While the South Carolina Low Country is remembered as a land of massive plantations, impossibly wealthy planters, and overwhelming black majorities (up to 80% of residents in the antebellum period were slaves), the region also had a thriving yeoman class. McCurry's definition of a "yeoman" is anyone who owned his land and worked it with his own hands, which was generally true of farmers who owned fewer than 150 acres and fewer than 10 slaves. While 10 slaves may seem like a large workforce, McCurry shows that yeomen typically bought children or women because they were cheaper than adult men (over half of the slaves on these small farms were children — pg. 49). Similarly, the 150 acres were generally of poor quality, since large planters owned the rich, rice-producing lowlands.

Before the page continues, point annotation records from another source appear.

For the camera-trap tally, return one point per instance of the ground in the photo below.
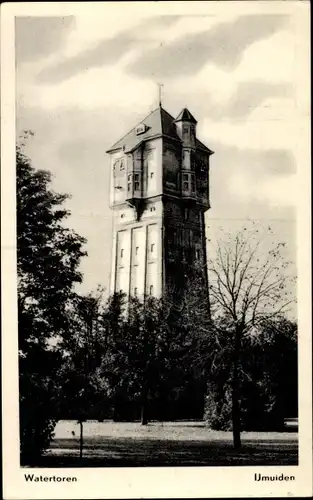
(108, 444)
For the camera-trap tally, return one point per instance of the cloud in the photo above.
(38, 37)
(223, 45)
(105, 52)
(243, 180)
(245, 98)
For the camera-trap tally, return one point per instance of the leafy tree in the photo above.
(48, 256)
(248, 286)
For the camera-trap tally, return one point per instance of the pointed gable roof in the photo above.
(185, 116)
(158, 123)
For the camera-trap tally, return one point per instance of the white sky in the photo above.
(82, 83)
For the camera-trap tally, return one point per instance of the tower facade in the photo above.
(159, 194)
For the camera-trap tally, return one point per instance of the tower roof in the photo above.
(159, 123)
(185, 116)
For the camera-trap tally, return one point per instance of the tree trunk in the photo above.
(81, 440)
(144, 394)
(235, 394)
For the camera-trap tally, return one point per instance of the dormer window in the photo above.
(185, 130)
(140, 129)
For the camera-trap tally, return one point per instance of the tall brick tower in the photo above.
(159, 194)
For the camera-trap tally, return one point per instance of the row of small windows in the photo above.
(151, 289)
(135, 291)
(152, 209)
(189, 182)
(152, 248)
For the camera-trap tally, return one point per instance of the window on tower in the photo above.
(137, 182)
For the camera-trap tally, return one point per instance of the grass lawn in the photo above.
(109, 444)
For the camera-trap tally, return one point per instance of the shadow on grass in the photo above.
(128, 452)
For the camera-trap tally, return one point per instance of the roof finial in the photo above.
(160, 85)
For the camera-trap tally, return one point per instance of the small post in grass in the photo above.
(81, 439)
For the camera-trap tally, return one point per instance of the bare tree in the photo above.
(248, 286)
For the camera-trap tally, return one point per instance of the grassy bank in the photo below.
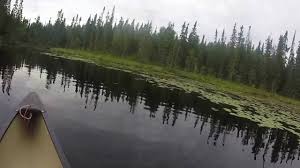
(271, 110)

Yeomen considered themselves freemen, citizens, and heads of their own households and, thus, the political equals of their elite planter neighbors. While planters were often uneasy about the ramifications of democratic ideology, they “forged an uneasy alliance” with yeomen on the basis of their common position as heads of households and benefited from yeomen’s support at the polls (93). For their part, yeomen supported the systems of slavery and social hierarchy because their own claims to power rested on the power and privileges afforded them under those systems.
McCurry's book is important because it undercuts the ubiquitous neo-Confederate claim that very few Confederate soldiers were slave owners and thus did not fight to preserve slavery. McCurry argues convincingly that free, white heads of household supported slavery because their privileged position rested on their ability to claim absolute dominion over their households, whether those households included only their own wives and children or hundreds of enslaved workers. She also examines tensions between planters and yeomen, as well as their social interactions:
Out of the personal nature of the ties that bound them, out of their common respect for private property and property in man, and out of the social and political imperatives of slave society, yeomen and planter in the South Carolina Low Country forged a workable alliance (112).

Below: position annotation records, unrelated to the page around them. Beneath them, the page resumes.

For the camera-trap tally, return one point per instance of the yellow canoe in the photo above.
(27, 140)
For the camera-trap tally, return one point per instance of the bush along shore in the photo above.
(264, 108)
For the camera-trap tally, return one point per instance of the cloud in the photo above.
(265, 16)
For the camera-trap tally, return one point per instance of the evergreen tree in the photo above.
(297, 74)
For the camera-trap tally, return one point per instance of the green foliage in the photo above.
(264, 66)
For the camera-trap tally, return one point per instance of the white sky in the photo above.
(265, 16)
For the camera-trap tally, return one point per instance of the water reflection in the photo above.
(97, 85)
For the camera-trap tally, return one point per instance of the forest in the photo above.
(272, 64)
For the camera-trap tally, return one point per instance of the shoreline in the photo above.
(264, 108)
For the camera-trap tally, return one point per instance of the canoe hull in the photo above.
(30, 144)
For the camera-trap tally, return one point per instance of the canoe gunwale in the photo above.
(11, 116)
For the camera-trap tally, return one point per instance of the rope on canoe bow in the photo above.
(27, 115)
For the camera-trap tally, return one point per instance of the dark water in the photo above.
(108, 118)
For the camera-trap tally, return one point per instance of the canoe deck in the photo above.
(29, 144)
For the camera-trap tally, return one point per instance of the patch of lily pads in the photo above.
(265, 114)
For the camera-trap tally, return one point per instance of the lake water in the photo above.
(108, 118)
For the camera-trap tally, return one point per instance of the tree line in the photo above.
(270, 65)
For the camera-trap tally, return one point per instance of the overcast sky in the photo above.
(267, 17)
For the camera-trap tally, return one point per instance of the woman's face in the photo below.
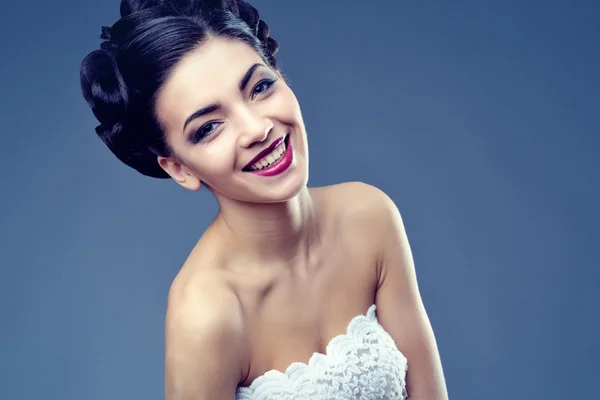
(222, 106)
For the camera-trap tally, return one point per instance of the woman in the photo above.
(291, 292)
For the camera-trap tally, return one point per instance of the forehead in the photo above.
(204, 76)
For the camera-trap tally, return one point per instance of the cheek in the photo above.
(287, 107)
(212, 160)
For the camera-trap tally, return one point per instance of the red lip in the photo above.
(264, 152)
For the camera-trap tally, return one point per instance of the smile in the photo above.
(273, 160)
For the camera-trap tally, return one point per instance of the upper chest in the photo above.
(291, 316)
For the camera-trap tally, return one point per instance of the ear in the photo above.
(179, 173)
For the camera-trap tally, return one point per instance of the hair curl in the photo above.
(121, 79)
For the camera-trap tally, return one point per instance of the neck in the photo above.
(281, 233)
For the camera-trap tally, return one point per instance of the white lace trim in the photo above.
(361, 364)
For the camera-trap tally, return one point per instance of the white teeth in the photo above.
(271, 158)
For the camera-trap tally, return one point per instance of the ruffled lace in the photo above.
(361, 364)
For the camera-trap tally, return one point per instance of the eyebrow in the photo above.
(214, 107)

I would recommend this book to anyone who has ever tried to explain why white Southerners who did not own slaves supported the system nevertheless. One caveat: The South Carolina Low Country had a unique social and economic landscape due to the large number of huge rice plantations, so we should be careful not to extrapolate to other parts of the South (for example, over 75% of white heads of households in some SC parishes were slaveowners). That said, her argument about household heads supporting a system of privacy and household autonomy that upheld slavery will probably travel well.